Garda put size of crowd at 30,000; organisers claim 100,000 attended

Harry McGee reports from the Water Protest at Merrion Square which has spread throughout Dublin. Video: Bryan O'Brien & Daniel O'Connor

 

Organisers of yesterday’s Right2Water protest demonstration, which caused considerable disruption in Dublin city centre, have pledged to step up their campaign in the New Year.

They claimed the size of the crowd had sent a clear message to the Government that water charges must be abolished.

However, the Government said it never regarded the rally or its size as an “acid” test of its strategy, and said no further concessions would be made.

The crowd was estimated at at 30,000-plus by the Garda, but this was disputed by organisers who claimed up to 100,000 were present. Estimating the number was more difficult than usual because of the way the protesters were spread out between the main rally and various satellite events

The five-hour rally at Merrion Square passed off peacefully, although there were some minor incidents and six people were arrested. Splinter groups held separate protests at the junction of Kildare Street and Nassau Street, and also on O’Connell Bridge and Butt Bridge, where protesters sat down to block traffic.

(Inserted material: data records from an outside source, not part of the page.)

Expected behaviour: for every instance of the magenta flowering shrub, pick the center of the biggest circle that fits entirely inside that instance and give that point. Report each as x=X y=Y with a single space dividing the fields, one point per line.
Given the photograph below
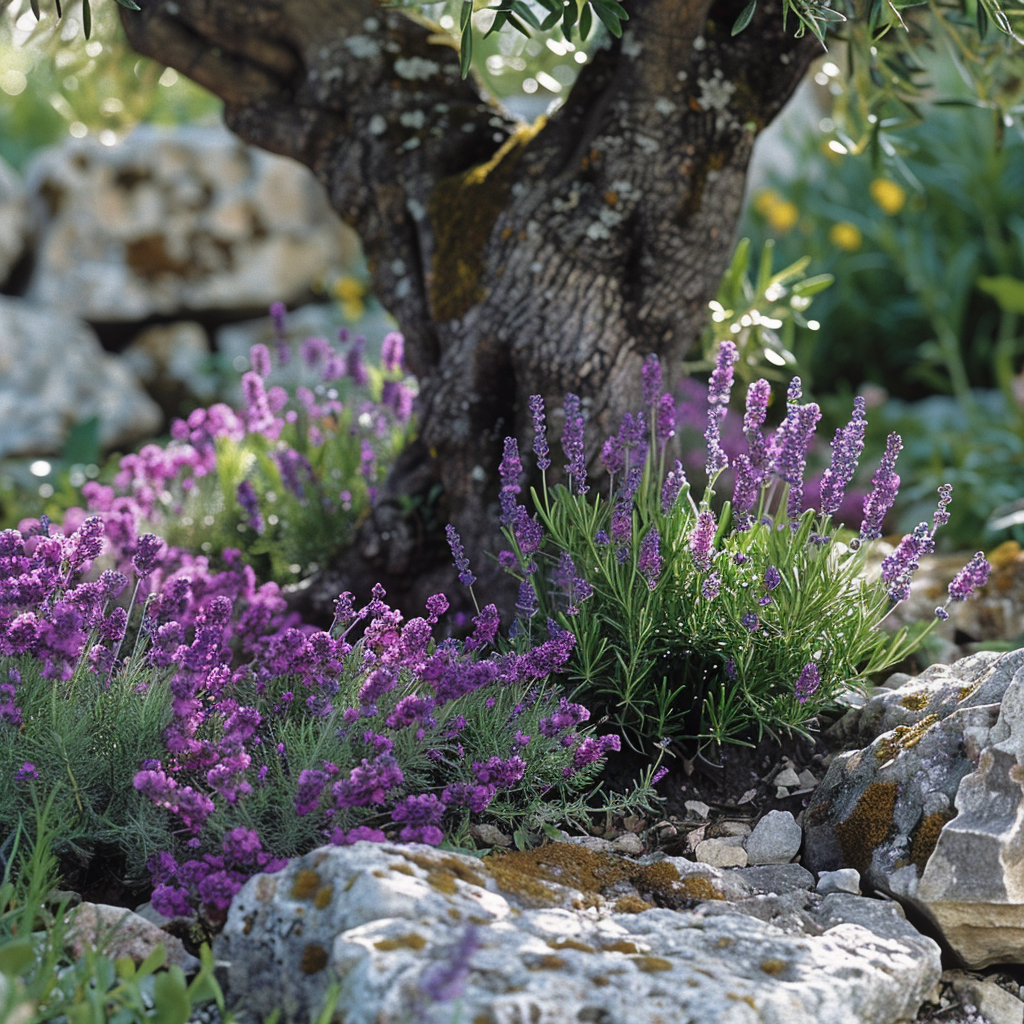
x=183 y=715
x=708 y=625
x=284 y=478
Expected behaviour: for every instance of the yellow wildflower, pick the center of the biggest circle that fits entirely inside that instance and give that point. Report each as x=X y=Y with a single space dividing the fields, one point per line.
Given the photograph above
x=846 y=236
x=780 y=213
x=888 y=195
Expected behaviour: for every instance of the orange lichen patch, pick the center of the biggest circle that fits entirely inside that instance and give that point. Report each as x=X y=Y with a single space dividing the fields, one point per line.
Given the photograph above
x=445 y=865
x=902 y=738
x=570 y=944
x=916 y=700
x=867 y=826
x=925 y=837
x=632 y=904
x=749 y=999
x=314 y=958
x=306 y=883
x=621 y=946
x=651 y=964
x=525 y=871
x=547 y=963
x=410 y=941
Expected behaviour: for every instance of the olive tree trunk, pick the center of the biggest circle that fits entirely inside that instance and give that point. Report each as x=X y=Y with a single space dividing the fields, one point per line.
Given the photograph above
x=518 y=259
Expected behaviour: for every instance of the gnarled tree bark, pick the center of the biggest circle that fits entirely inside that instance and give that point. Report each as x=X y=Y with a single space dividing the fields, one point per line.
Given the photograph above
x=517 y=259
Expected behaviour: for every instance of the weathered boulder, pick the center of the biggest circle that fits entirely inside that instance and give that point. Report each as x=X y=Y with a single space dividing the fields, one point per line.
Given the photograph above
x=15 y=221
x=175 y=221
x=118 y=932
x=53 y=373
x=413 y=933
x=932 y=811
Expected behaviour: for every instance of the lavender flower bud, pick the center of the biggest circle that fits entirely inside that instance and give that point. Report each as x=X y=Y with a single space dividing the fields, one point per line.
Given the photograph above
x=700 y=539
x=649 y=558
x=808 y=682
x=459 y=556
x=885 y=484
x=392 y=351
x=847 y=446
x=973 y=576
x=941 y=516
x=540 y=433
x=757 y=412
x=146 y=555
x=510 y=469
x=572 y=445
x=665 y=420
x=675 y=480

The cumulative effect of the rally and satellite demonstrations was widespread traffic disruption across the city centre for a number of hours.

In a statement Right2Water distanced itself from small groups involved in isolated incidents away from the main march. A Garda required stitches near his eye after being struck by a bottle on Kildare Street.

Richard Guiney, chief executive of DublinTown, a collective of 2,500 businesses in the city centre, estimated the cost of the protest in lost trade was €4-5 million. “A Wednesday at this time of the year would be the equivalent of a good Saturday at any other time of the year.” He estimated trade was down 35 per cent on O’Connell Street and 25 per cent on Henry Street.

The main political figures supporting the anti-charges campaign said the size of the protest would force the Government’s hand into reversing charges and abolishing Irish Water.

Sinn Féin leader Gerry Adams praised the “people power” seen during the day, and said Irish Water and water charges should be scrapped.

Audience

The rally was addressed by more than a dozen representatives from Sinn Féin, smaller left-wing parties and Independent TDs.

Socialist Party TD Paul Murphy urged protesters to accelerate a campaign of non-payment of water charges when the first bills arrive in February.

Richard Boyd Barrett, the People Before Profit Alliance TD, told the crowd it was important to sustain the momentum after the protest. He urged people to attend the next national protest announced for January 31st.

Government sources said there was evidence households were beginning to sign up to Irish Water in significant number, with 900,000 having done so. Several Government backbenchers also pointed to the composition of the crowd, many of whom were evidently supporters of Sinn Féin and left-wing parties.

They said the rally did not have the same degree of support from across society as a previous protest in October.